A Anvisa autorizou, nesta sexta-feira, 4, a importação e utilização de um medicamento experimental de forma excepcional para o tratamento do influenciador Lito Sousa, que foi diagnosticado com a doença de Creutzfeldt-Jakob (DCJ).
O medicamento ALN-6457 se encontra em estágio prévio ao desenvolvimento clínico, sem estudos clínicos iniciados formalmente para a doença em seres humanos. O influenciador será o primeiro a receber o medicamento.
O Hospital Israelita Albert Einstein, onde Lito realiza o tratamento, solicitou a autorização excepcional para uso individual do medicamento, por meio de importação por pessoa física, já que o influenciador foi aceito em um programa de uso compassivo de uma empresa no exterior.
Segundo a Anvisa, a avaliação considerou que a doença tem evolução rápida, letal e irreversível. Outra motivação para o caráter excepcional da medida foi a falta de patrocinador ou representante responsável no Brasil.

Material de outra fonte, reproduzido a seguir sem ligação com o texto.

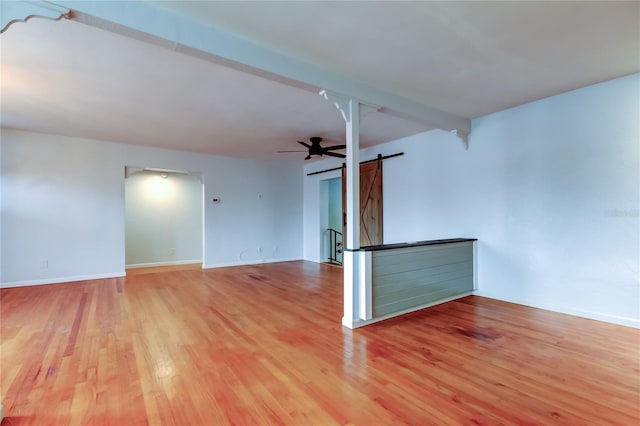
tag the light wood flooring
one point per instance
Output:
(263, 345)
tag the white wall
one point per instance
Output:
(63, 201)
(550, 189)
(163, 219)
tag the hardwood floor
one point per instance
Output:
(263, 345)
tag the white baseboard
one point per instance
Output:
(599, 316)
(152, 264)
(249, 262)
(59, 280)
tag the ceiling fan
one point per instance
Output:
(316, 149)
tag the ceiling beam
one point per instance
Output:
(151, 23)
(12, 12)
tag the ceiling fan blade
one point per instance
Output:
(334, 147)
(335, 154)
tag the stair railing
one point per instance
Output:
(335, 246)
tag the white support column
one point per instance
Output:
(355, 293)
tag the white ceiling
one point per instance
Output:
(466, 58)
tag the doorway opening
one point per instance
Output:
(163, 219)
(331, 219)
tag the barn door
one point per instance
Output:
(370, 203)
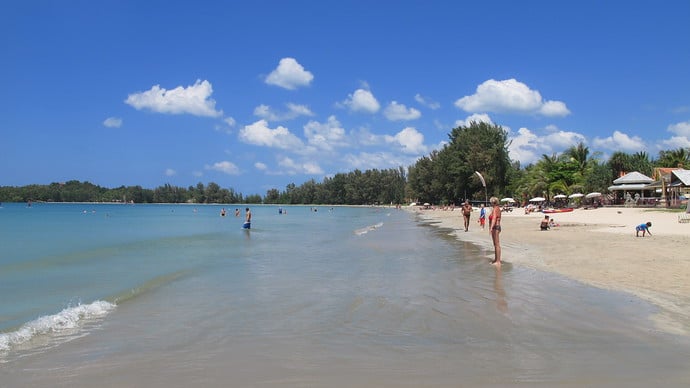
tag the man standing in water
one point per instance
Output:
(466, 210)
(495, 230)
(247, 219)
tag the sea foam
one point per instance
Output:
(67, 320)
(368, 229)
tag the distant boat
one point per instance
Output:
(563, 210)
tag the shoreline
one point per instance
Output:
(597, 247)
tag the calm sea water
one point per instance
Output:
(176, 295)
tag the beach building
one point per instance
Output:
(633, 189)
(672, 184)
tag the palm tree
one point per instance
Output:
(674, 158)
(620, 163)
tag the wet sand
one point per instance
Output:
(597, 247)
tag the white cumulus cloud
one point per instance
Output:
(225, 167)
(260, 134)
(194, 99)
(291, 167)
(620, 141)
(362, 100)
(680, 129)
(675, 142)
(289, 75)
(294, 111)
(399, 112)
(411, 141)
(510, 96)
(325, 136)
(113, 122)
(427, 102)
(528, 147)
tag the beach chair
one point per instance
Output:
(684, 218)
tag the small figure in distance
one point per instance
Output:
(482, 216)
(495, 230)
(552, 223)
(545, 223)
(644, 228)
(248, 219)
(466, 211)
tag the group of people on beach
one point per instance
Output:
(494, 224)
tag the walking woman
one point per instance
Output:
(495, 230)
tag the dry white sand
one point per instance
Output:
(597, 247)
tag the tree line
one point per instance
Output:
(480, 150)
(474, 164)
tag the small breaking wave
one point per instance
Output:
(66, 322)
(368, 229)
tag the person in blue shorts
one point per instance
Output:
(644, 228)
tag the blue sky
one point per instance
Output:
(255, 95)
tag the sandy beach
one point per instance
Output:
(597, 247)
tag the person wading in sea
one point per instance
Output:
(495, 230)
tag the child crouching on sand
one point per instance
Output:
(644, 228)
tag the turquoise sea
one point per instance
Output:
(115, 295)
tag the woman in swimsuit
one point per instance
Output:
(495, 230)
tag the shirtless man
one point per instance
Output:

Após a autorização da agência, a importação do medicamento deverá ser realizada pela equipe do paciente.
Diagnóstico de Lito Sousa
A confirmação do quadro de Lito foi divulgada por sua esposa, a empresária Mila Seidl, em 21 de agosto, após semanas de investigações neurológicas conduzidas em São Paulo.
De acordo com o relato da família, o produtor de conteúdo apresenta perda progressiva de movimentos corporais, embora seu estado de lucidez permaneça preservado. O influenciador recebeu alta hospitalar em São Paulo e segue em regime de atendimento domiciliar.
Em vídeo publicado no Instagram, ele aparece falando em inglês e pedindo ajuda para conseguir vaga em algum estudo experimental sobre a doença neurodegenerativa com a qual foi diagnosticado.
“Oi, meu nome é Lito Sousa e tenho um apelo urgente para você. Por favor, ouça atentamente a seguinte mensagem. Este é um apelo urgente para a Ionis Pharmaceuticals, o Broad Institute, Harvard e a Mayo Clinic”, diz o influenciador.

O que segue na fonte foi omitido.